Per tale ragione, come affermano i giudici della Corte, non sempre è indispensabile indicare i confini dell’immobile o i dati catastali. Ciò che rileva è che il bene sia identificabile in modo univoco, anche mediante il riferimento ad altri elementi contenuti nel contratto stesso.
Se l’immobile risulta chiaramente individuabile attraverso ulteriori clausole del preliminare, l’accordo pertanto rimane valido anche in assenza di dettagli catastali specifici.
La volontà delle parti
Ai fini della validità del contratto preliminare, non è necessario, inoltre, che tutte le condizioni del futuro contratto definitivo siano già stabilite nei minimi dettagli. Ciò che conta è che nel contratto preliminare (che deve essere redatto in forma scritta) emerga in modo chiaro l’accordo tra le parti sugli elementi essenziali della compravendita, e dunque sia lampante la manifestazione libera della volontà delle parti di concludere l’affare.

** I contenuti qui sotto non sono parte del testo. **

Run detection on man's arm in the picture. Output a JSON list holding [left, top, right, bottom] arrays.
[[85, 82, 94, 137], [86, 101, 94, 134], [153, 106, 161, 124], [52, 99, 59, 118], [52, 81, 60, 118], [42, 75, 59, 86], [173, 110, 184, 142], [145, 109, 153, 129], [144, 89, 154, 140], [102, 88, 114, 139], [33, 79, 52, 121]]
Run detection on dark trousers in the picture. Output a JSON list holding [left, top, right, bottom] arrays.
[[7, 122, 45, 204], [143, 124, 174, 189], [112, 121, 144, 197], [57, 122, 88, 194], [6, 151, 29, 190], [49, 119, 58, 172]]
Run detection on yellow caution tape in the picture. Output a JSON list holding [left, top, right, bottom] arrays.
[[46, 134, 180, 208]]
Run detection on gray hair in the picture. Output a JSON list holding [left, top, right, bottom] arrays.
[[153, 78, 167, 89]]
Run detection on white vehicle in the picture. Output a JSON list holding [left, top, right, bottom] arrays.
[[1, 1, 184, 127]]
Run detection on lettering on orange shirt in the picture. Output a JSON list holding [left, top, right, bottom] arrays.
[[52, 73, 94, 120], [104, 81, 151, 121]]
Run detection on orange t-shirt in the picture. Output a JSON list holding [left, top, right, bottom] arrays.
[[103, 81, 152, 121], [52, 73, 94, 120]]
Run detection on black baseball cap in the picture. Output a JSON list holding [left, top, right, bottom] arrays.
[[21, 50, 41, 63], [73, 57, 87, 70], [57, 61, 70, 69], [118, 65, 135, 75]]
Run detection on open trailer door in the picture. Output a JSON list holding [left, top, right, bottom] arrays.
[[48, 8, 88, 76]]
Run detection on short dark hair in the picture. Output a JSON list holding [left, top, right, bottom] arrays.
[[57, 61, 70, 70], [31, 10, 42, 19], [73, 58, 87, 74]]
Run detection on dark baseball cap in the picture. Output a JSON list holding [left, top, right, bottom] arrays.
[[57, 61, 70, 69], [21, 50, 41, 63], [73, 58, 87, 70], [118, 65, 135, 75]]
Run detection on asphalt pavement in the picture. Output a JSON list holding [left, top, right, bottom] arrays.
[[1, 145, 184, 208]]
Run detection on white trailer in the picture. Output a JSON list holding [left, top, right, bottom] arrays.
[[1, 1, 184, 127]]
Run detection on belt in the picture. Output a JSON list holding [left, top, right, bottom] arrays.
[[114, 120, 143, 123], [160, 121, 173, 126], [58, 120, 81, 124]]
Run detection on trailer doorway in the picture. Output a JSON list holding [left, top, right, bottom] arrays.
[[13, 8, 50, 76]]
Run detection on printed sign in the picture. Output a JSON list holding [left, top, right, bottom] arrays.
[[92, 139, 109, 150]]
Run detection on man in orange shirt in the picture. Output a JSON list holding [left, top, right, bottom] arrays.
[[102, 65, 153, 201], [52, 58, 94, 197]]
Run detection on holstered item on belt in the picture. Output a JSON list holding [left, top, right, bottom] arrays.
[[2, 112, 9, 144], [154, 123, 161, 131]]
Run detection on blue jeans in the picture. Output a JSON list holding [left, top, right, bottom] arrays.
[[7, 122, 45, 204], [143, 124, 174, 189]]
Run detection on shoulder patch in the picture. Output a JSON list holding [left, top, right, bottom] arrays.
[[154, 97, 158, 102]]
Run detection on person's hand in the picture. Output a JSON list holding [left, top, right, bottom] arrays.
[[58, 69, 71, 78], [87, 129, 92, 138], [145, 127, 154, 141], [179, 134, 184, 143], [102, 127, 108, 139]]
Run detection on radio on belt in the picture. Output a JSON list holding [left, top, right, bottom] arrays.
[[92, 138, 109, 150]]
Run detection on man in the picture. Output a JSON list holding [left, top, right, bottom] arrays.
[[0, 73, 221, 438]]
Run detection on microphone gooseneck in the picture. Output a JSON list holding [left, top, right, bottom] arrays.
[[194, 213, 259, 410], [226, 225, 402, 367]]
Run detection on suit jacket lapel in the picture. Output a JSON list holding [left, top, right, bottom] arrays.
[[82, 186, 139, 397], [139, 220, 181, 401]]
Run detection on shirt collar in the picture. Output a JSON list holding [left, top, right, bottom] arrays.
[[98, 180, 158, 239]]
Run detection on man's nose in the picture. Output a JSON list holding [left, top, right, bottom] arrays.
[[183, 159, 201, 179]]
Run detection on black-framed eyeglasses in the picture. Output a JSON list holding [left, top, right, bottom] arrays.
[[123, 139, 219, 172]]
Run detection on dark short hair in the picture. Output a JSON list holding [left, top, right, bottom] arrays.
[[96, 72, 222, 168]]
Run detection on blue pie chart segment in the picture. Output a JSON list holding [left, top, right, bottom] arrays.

Contratto preliminare condizionato all’ottenimento di una concessione pubblica
Un’ulteriore ordinanza della Cassazione, la n. 5976 del 2024, affronta una situazione particolare ma di grande rilevanza: il caso in cui un contratto preliminare sia subordinato all’ottenimento di un’autorizzazione amministrativa da parte del promissario acquirente.
Ciò che si desume da questa pronuncia è che qualora l’acquirente non dovesse ottenere il cambio di destinazione d’uso necessario ai suoi interessi, anche qualora abbia compiuto tutti gli adempimenti formali richiesti, il rogito non potrà essere perfezionato e il promittente venditore non avrà il diritto a trattenere la caparra.
Infatti, in caso di contratti soggetti a condizioni potestative miste (cioè quando l’avveramento della condizione dipende sia da una volontà soggettiva che da fattori esterni), la mancata realizzazione della condizione non può essere considerata una violazione della buona fede se essa dipende da fattori estranei alla volontà, in questo caso, dell’acquirente.
La flessibilità del preliminare e l’importanza del consulente
Le recenti pronunce della Corte di Cassazione evidenziano la flessibilità del contratto preliminare di compravendita, sia nella determinazione dell’oggetto che nella definizione delle condizioni di validità. Se da un lato è necessario garantire la certezza dell’accordo, dall’altro occorre riconoscere in esso margini di elasticità, purché vi sia un’identificazione chiara del bene e delle condizioni principali della transazione.
Questi aspetti sottolineano l’importanza di essere assistiti da un consulente esperto nelle fasi di predisposizione del contratto preliminare, per evitare contestazioni future e garantire un percorso lineare verso il rogito definitivo.